= Samuel Abravanel =

Samuel Abravanel HaNasi also spelt Abarbanel (1473-1551) was a prominent Sephardic-Italian financier, academic, and supporter of Italian Jewry. He is best known as the chief financier of viceroy Don Pedro de Toledo.

==Biography==
Born in Lisbon, Portugal, into the Abravanel family, Samuel was the youngest of three sons; his father Isaac Abarbanel was a notable Portuguese Jew. In his early years, his father sent him to Salonica to pursue his Talmudic studies where he became the pupil of Joseph Nasi. He later moved to Naples, Italy, where he was employed as the chief financier of viceroy Don Pedro de Toledo. It was during this time that Samuel amassed a great fortune, becoming richer than anyone in his immediate family.

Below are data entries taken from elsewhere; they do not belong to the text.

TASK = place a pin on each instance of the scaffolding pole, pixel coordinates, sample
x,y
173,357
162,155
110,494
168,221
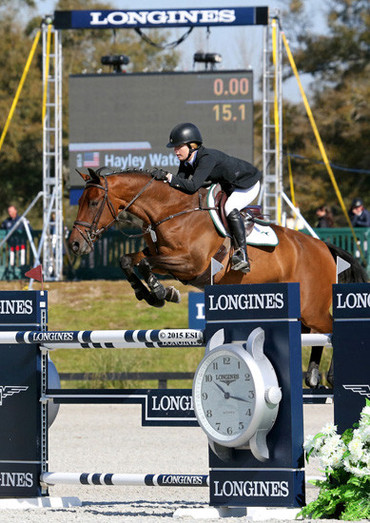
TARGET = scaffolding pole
x,y
52,154
272,129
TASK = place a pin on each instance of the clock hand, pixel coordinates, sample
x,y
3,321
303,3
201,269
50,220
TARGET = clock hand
x,y
221,389
239,399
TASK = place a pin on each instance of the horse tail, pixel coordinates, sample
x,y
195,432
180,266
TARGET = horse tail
x,y
355,273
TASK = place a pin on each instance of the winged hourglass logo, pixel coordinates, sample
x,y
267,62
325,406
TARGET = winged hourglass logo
x,y
363,390
9,390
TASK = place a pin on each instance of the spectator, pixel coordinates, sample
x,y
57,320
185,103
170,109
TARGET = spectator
x,y
325,217
10,221
360,217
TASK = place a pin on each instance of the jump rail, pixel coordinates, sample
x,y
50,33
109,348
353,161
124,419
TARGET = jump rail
x,y
149,480
123,339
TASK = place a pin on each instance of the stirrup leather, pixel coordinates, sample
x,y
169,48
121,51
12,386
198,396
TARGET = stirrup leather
x,y
240,261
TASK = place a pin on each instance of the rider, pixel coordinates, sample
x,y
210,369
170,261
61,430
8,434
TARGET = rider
x,y
239,179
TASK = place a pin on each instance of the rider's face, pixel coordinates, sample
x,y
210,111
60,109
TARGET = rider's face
x,y
182,152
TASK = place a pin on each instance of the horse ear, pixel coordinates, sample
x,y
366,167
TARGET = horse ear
x,y
93,175
85,177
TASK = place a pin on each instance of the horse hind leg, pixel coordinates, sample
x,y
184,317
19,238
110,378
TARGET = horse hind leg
x,y
141,292
161,292
313,376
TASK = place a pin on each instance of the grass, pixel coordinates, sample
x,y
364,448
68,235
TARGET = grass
x,y
110,305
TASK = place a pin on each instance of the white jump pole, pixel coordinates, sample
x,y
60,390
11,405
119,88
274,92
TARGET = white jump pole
x,y
149,480
123,339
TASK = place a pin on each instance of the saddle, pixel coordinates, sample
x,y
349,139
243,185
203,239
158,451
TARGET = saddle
x,y
257,228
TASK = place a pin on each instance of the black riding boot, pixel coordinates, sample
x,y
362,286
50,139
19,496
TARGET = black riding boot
x,y
239,258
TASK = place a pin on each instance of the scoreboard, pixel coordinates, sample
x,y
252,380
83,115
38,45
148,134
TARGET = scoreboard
x,y
123,121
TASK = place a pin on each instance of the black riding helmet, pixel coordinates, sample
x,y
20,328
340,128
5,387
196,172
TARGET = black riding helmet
x,y
184,133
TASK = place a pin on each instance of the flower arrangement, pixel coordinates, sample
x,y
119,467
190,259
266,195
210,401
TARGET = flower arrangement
x,y
345,491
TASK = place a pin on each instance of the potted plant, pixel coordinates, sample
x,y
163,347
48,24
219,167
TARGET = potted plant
x,y
345,491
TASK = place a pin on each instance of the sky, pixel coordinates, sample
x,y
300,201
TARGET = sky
x,y
240,47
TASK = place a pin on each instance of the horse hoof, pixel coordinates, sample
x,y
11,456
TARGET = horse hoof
x,y
173,295
125,263
313,378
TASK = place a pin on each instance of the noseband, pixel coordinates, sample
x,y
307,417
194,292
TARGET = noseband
x,y
92,232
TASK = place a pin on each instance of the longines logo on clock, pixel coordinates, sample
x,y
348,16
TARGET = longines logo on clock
x,y
227,378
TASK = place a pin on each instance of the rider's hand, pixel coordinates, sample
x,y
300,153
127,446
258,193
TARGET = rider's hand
x,y
158,174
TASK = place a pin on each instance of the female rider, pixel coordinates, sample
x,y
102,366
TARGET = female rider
x,y
239,179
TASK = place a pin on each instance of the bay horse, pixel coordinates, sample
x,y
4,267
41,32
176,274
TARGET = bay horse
x,y
181,239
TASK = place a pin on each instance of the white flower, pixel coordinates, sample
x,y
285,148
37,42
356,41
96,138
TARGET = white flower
x,y
356,449
329,429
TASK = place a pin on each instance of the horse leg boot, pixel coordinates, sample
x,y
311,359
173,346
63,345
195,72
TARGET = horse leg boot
x,y
313,377
153,283
162,293
239,259
141,292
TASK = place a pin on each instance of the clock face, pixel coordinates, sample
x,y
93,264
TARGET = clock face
x,y
225,396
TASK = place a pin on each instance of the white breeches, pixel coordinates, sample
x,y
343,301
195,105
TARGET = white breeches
x,y
240,198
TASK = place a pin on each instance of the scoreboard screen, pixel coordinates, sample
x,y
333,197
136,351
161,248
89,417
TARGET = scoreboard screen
x,y
123,121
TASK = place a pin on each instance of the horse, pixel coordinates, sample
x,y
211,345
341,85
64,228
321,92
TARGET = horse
x,y
181,239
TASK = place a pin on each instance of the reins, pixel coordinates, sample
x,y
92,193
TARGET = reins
x,y
92,232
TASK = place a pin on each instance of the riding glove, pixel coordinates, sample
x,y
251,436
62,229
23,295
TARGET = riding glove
x,y
158,174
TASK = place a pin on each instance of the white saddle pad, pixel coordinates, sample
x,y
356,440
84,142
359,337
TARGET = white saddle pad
x,y
262,235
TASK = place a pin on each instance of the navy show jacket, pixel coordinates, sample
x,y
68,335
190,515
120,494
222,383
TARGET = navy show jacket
x,y
214,166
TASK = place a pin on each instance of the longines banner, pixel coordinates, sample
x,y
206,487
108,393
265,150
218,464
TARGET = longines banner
x,y
351,311
20,420
153,18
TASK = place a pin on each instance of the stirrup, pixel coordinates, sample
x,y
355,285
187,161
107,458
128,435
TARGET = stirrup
x,y
240,261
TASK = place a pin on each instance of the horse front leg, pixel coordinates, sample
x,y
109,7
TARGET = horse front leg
x,y
159,291
141,292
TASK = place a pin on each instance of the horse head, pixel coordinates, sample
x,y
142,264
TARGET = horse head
x,y
96,213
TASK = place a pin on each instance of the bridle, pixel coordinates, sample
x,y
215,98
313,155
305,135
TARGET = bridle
x,y
92,232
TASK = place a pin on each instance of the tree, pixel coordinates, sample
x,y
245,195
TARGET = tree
x,y
21,154
339,64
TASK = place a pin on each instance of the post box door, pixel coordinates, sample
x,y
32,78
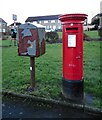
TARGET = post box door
x,y
72,53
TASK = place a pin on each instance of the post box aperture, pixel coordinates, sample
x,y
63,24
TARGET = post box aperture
x,y
31,40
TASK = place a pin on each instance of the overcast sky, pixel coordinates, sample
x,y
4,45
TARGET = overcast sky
x,y
26,8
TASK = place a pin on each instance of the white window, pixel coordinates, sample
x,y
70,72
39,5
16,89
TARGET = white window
x,y
52,21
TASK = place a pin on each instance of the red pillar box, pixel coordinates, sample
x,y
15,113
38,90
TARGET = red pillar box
x,y
31,40
73,55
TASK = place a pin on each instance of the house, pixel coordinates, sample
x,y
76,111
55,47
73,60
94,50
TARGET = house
x,y
96,20
50,21
3,28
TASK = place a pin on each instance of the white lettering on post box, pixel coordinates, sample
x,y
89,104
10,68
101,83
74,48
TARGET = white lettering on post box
x,y
71,40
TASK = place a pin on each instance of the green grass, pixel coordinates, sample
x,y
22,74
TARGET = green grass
x,y
16,73
5,42
92,34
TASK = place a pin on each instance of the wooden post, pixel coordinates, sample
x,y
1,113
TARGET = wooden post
x,y
32,70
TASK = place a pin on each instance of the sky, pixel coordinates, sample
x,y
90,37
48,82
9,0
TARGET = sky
x,y
26,8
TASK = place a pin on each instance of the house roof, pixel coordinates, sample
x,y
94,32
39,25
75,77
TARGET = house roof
x,y
17,23
1,20
37,18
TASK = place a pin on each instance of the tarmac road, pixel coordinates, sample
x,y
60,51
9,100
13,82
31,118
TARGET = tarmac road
x,y
18,108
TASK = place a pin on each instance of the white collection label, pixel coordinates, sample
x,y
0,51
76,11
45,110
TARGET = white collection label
x,y
71,40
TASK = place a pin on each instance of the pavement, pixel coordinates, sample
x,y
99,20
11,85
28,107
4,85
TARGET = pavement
x,y
13,107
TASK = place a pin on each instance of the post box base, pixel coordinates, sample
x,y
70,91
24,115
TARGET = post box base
x,y
73,89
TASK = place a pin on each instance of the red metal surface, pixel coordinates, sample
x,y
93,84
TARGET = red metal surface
x,y
73,56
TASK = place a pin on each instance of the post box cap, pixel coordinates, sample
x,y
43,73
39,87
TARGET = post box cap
x,y
67,17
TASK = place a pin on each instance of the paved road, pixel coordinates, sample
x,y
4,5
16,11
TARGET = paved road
x,y
17,108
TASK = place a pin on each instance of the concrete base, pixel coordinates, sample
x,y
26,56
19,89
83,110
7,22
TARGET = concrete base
x,y
73,89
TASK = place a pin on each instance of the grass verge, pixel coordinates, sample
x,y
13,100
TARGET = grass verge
x,y
16,72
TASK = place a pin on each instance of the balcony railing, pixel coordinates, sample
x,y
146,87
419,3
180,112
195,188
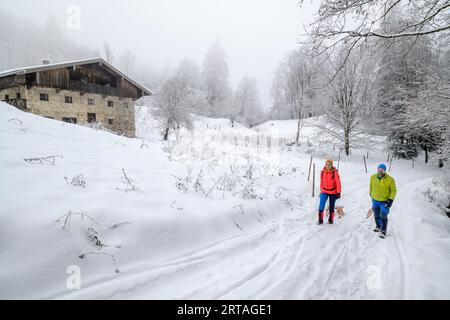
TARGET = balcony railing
x,y
18,103
93,88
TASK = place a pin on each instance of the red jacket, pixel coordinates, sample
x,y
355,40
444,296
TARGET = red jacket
x,y
330,182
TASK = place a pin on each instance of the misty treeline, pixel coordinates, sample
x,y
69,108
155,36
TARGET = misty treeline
x,y
205,90
24,43
389,76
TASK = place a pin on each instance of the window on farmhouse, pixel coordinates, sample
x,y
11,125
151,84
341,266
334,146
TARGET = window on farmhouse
x,y
92,118
70,120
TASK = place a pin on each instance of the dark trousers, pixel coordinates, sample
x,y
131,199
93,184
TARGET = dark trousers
x,y
381,213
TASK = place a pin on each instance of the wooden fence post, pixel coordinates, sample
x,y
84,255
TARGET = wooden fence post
x,y
309,172
314,179
365,163
339,159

Samuel later married his first cousin Benvenida Abrabanel, however, the two had to move to Ferrara in 1541 when the Neapolitan government banned Jews from the city. It was in Ferrara that the couple began to support several Jewish institutions. Their house became a favorite resort for Jewish and Christian scholars alike, such as David ben Yahya and Baruch of Benevento. The poet Samuel Usque famously said that Samuel [Abravanel] deserved the surname "Tremegisto," meaning, "thrice great": because Samuel was great in scholarship, great in name (ancestry), and great in wealth. Stating that "he generously employs his wealth in promoting the welfare of his coreligionists. He enables many orphans to marry, supports the needy, and endeavors strenuously to free captives so that in him are combined all the great qualities which make one fitted for the gift of prophecy." Samuel died in 1551 in Ferrara.